When Will Ferrell made Anchorman, it appeared that the bottom had fallen out of "entertainment" comedy, but, unbeknownst to anyone with a smattering of humour still uncrushed, there was a false bottom to the genre, and now American Dreamz has crashed through it. From the viewpoint of Dennis Quaid's US President ("Placebos? Aren't they illegal?"), Anchorman looks pretty damn funny.

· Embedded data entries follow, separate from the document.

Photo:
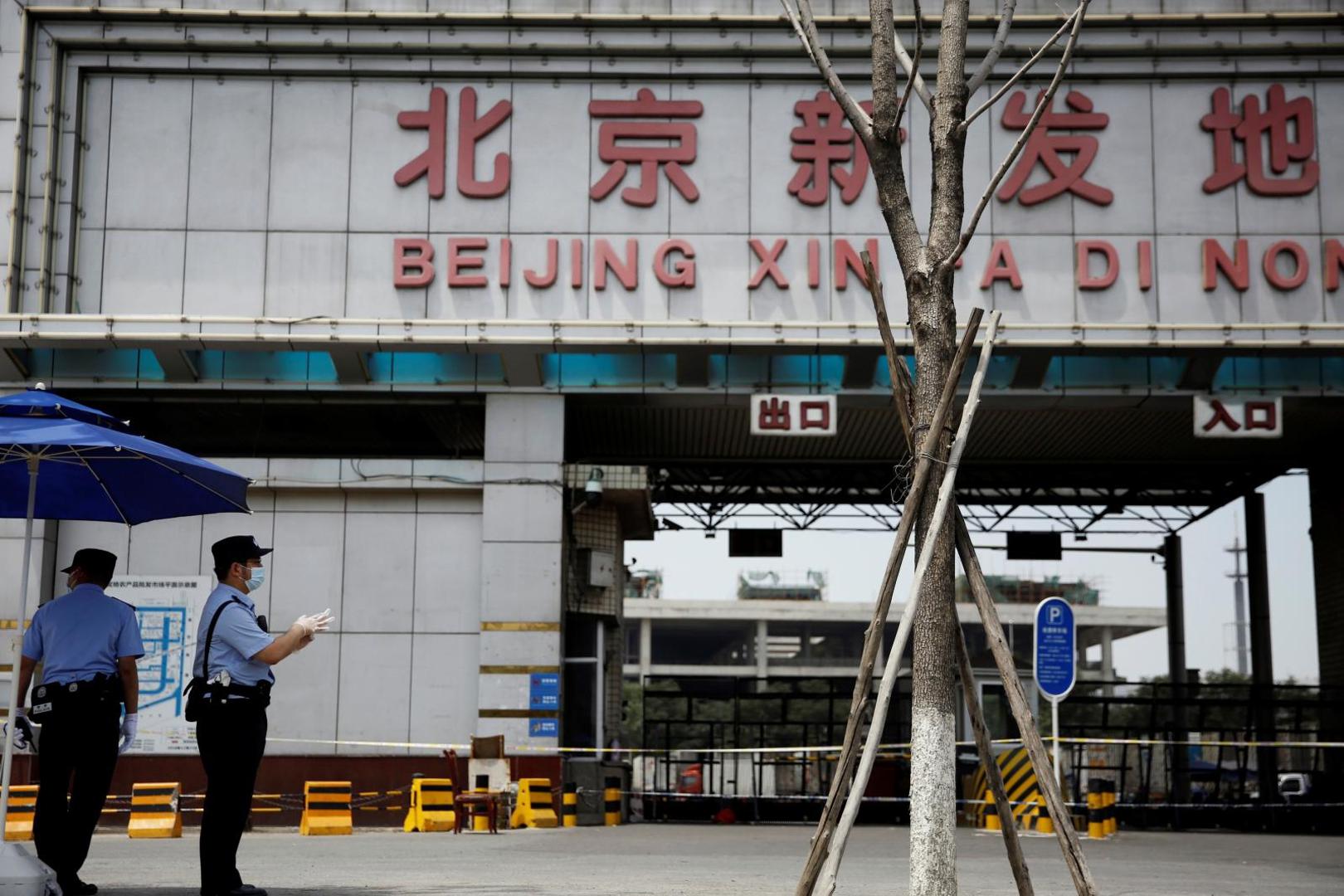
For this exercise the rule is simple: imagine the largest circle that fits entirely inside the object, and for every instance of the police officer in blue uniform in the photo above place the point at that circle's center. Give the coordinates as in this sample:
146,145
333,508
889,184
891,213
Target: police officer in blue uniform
229,696
88,644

Not content with bringing in Hugh Grant as a Simon Cowell figure, hosting the show with professional cynicism, Weitz takes swipes at George Dubya (Quaid) and suicide bombers (Sam Galzari). The plot demands that a) the President is in the studio for the final episode and b) a Taliban activist is one of the last two contestants. Okay, it's not Shakespeare; it's not even Shakespeare's dim sister.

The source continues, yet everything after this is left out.